Trouver sa place dans ce bas monde, en voilà une situation délicate pour la plupart d’entre nous. S’épanouir et tracer sa route dans une société marqué par les codes et les diktats peut s’avérer être une épreuve de force pour n’importe qui se cherchant, s’interrogeant sur sa propre nature. Ce qui est ici le cas d’Elias, quatorze ans, coulant des jours heureux au milieu d’une famille aimante dans son petit village de Flandre, tout en découvrant l’amour avec sa petite amie. Du moins c’est ce qu’il pensait, ses convictions s’ébranlant doucement mais sûrement lorsque s’installe à côté de chez lui Alexander, garçon du même âge que lui venu de Bruxelles.
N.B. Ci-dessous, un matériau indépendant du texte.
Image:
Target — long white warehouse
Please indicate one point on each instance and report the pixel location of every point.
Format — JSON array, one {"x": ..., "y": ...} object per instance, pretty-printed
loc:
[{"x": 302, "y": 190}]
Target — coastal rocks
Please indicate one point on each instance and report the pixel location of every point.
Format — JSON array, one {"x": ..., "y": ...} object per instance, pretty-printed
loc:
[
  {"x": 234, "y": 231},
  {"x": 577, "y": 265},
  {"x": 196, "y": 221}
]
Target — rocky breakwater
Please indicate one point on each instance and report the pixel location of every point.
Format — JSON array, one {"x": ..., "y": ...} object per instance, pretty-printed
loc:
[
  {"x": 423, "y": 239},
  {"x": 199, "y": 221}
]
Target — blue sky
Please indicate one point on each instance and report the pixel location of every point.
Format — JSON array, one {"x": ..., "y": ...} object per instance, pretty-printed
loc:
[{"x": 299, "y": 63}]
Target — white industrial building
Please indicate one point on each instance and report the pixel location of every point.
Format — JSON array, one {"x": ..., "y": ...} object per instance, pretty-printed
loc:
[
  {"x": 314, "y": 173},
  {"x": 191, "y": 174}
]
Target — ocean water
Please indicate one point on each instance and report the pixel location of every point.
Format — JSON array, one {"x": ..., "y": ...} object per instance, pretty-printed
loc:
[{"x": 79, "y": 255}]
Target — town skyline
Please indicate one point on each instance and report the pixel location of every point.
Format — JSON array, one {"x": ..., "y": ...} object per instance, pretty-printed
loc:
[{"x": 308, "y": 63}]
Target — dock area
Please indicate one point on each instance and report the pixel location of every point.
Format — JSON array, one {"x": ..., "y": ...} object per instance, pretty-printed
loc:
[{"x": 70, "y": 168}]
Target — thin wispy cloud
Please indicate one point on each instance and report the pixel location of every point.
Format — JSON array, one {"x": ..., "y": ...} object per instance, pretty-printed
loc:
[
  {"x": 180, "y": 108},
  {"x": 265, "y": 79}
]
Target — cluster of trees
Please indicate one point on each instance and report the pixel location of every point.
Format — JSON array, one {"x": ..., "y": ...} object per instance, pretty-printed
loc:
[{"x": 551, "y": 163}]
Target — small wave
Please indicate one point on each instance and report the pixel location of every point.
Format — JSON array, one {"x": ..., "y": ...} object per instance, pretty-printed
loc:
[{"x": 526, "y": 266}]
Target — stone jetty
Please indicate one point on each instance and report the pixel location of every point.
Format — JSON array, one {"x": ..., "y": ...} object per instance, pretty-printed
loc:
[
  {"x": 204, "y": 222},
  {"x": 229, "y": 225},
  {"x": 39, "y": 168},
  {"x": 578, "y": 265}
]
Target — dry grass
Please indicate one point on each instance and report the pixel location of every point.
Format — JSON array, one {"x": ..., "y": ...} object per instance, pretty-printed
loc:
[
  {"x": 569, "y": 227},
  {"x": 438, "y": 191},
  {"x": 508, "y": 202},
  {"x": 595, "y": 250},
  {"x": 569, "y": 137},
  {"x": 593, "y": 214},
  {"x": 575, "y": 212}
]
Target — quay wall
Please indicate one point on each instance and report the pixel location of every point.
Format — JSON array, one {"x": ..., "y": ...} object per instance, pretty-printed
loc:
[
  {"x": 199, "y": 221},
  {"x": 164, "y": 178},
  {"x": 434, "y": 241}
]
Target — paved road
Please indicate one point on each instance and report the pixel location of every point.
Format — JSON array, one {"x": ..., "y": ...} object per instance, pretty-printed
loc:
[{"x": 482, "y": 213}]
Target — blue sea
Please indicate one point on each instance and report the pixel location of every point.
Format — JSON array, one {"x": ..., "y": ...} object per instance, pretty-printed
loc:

Une arrivée synonyme de chambardement pour notre protagoniste, la relation se tissant avec ce voisin dépassant progressivement le stade de l’amitié, à son plus grand étonnement.
De quoi initier un voyage émotionnel initiatique, le réalisateur – qui officie également au scénario – évoquant la quête intérieure d’Elias à travers le prisme de la bienveillance, entourant son récit d’une aura lumineuse, ni le drame ni le jugement venant altérer la trajectoire de notre tandem principal. Le cœur de Young Hearts réside dans cette volonté de raconter ces émois avec pudeur, sans atermoiements, Anthony Shatteman baignant ses chérubins d’une lumière chaleureuse, leur appréhension de leur attirance s’effectuant de manière humaniste. Ainsi, ce qui compte n’est pas le regard des autres mais sa vision propre quant à l’identité.
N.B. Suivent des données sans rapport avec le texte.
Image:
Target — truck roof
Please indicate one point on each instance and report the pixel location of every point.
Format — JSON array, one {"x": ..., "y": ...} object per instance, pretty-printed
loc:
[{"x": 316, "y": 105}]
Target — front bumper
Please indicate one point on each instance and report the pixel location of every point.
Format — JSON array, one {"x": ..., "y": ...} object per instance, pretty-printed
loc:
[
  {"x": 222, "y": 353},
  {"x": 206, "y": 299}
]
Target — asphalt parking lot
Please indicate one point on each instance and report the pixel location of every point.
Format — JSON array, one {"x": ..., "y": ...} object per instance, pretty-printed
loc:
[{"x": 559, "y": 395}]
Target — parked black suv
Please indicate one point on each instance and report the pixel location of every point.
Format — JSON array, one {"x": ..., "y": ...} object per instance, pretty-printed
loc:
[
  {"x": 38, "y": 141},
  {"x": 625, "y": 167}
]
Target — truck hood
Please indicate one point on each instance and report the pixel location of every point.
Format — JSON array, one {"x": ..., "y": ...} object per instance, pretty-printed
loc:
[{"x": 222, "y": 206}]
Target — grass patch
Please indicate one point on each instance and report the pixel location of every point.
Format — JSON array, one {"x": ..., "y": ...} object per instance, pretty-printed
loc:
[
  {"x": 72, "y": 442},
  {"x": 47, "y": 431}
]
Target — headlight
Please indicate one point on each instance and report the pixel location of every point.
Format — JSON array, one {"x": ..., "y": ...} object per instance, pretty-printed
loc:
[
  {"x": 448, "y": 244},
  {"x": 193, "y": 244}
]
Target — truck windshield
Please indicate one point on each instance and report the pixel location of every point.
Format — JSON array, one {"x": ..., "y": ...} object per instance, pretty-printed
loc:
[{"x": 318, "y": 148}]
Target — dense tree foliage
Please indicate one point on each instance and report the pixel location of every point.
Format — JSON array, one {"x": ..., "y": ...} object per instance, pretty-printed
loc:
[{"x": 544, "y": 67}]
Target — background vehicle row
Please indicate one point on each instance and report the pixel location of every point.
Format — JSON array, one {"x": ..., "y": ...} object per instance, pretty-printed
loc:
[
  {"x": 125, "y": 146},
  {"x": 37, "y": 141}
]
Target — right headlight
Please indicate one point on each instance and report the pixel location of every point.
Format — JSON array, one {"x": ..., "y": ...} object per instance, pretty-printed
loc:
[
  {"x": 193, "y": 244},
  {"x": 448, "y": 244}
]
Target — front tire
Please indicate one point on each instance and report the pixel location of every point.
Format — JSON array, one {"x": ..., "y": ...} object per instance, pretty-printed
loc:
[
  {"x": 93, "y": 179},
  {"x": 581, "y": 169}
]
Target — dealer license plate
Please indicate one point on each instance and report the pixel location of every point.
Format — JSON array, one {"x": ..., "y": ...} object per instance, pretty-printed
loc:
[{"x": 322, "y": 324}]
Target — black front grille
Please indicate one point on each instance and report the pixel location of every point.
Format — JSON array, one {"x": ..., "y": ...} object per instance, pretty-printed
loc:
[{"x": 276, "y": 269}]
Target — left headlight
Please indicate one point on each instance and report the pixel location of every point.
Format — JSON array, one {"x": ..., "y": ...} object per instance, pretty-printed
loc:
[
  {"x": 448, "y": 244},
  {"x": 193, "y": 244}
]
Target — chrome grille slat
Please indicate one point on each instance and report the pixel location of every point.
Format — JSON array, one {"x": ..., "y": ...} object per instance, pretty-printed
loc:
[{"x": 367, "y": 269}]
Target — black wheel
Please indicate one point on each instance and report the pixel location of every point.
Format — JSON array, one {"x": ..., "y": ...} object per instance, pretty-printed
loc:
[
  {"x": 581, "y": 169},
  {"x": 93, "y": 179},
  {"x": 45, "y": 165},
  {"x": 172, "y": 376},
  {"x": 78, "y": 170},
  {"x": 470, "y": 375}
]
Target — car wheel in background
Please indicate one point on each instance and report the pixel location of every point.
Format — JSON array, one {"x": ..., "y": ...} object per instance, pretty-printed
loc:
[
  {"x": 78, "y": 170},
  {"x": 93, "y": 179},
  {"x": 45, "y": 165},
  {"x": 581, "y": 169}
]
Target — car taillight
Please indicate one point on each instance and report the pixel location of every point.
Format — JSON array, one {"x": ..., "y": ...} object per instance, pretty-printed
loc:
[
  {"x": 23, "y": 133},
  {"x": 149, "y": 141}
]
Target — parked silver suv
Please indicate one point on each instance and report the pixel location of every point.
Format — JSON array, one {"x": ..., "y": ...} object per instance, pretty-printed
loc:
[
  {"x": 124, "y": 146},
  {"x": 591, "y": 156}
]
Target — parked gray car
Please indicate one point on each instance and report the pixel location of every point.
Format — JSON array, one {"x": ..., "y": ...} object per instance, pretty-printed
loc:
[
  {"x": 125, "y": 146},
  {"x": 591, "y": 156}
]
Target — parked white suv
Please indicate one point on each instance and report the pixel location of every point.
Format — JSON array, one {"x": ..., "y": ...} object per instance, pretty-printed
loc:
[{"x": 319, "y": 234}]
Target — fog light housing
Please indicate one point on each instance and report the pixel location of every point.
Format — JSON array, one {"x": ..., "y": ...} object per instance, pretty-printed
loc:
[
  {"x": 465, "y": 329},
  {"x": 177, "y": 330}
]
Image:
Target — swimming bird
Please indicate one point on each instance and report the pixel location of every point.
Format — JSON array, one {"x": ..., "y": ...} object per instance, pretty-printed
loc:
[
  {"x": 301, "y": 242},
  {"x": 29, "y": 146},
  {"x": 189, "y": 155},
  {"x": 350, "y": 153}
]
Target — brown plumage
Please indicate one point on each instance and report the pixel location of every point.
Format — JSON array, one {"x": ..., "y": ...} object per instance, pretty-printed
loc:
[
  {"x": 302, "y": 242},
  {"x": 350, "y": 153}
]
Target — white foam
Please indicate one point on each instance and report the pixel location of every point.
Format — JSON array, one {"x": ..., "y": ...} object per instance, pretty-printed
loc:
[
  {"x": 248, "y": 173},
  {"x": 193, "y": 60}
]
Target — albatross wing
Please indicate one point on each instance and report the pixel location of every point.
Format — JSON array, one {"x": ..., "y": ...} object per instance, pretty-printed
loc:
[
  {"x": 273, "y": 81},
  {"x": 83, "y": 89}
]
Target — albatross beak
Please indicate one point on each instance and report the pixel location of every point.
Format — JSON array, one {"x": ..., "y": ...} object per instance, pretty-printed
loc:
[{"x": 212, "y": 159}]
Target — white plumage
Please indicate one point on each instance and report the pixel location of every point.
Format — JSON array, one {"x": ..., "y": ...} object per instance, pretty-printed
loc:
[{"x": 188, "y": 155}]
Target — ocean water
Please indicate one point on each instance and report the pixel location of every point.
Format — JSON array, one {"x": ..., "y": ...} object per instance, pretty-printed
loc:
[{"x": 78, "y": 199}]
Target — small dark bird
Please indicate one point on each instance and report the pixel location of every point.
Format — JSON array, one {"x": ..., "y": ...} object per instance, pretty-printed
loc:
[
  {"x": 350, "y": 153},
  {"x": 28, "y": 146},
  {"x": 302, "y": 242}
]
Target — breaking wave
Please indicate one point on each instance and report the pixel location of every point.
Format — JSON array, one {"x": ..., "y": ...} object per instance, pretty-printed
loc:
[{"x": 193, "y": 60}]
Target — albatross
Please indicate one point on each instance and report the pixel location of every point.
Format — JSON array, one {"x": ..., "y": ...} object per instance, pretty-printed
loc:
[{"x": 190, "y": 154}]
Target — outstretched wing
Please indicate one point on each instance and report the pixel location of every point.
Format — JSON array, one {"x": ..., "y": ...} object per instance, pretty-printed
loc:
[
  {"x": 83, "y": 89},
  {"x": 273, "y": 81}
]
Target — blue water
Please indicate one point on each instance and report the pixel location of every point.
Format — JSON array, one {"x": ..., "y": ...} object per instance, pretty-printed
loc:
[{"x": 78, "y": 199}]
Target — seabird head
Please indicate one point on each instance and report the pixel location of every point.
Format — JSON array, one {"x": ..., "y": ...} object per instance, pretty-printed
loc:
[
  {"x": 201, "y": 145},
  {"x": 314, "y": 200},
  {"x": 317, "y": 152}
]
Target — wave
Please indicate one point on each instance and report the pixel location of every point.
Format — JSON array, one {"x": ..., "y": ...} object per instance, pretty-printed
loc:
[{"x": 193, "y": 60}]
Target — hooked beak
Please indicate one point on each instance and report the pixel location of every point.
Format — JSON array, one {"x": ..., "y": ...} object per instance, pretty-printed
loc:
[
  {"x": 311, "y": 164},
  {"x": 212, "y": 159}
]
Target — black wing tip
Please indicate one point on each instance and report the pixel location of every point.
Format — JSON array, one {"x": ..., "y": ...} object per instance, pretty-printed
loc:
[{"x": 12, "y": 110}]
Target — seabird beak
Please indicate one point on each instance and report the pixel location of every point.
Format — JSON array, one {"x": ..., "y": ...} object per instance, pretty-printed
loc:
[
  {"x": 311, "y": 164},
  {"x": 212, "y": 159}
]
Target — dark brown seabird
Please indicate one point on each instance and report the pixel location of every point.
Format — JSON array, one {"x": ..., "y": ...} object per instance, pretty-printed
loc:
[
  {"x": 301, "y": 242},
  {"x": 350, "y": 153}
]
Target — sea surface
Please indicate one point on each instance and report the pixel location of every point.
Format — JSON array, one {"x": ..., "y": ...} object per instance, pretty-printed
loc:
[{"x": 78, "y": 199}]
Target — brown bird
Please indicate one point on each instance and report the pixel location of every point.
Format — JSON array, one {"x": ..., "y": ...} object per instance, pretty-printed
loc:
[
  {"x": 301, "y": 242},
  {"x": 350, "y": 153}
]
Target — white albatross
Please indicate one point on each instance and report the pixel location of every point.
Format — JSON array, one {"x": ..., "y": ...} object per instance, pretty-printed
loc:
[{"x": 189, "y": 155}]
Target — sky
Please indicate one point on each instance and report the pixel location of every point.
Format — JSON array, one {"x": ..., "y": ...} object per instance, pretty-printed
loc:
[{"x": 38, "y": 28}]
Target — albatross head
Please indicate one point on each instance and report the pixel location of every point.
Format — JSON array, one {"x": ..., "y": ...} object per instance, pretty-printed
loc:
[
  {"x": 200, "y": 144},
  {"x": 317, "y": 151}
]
Il est ainsi aisé de croire en la relation liant les deux jeunes hommes et ce grâce à une écriture soignée, soulignant avec tact de leur affection commune, de part leurs paroles, leurs gestes délicats. Ajoutez à cela une excellente direction d’acteurs, les performances de Lou Goossens et Marius De Saeger aidant au capital sympathie du spectateur pour nos tourtereaux en devenir, celui-ci étant investi dans cette romance adolescente. En particulier lorsque Elias ne sait plus comment réagir face à la réalité de ses sentiments pour Alexander – ses balbutiements renforçant la pertinence du long-métrage quant à cette thématique du coming out, qui s’accompagne de la crainte d’être rejeté. Ce qui n’est pas le cas ici, la compréhension et le soutien de la cellule familiale jouant un rôle clé dans l’aspect solaire inhérent à Young Hearts, une petite bulle de douceur pleine de bons sentiments.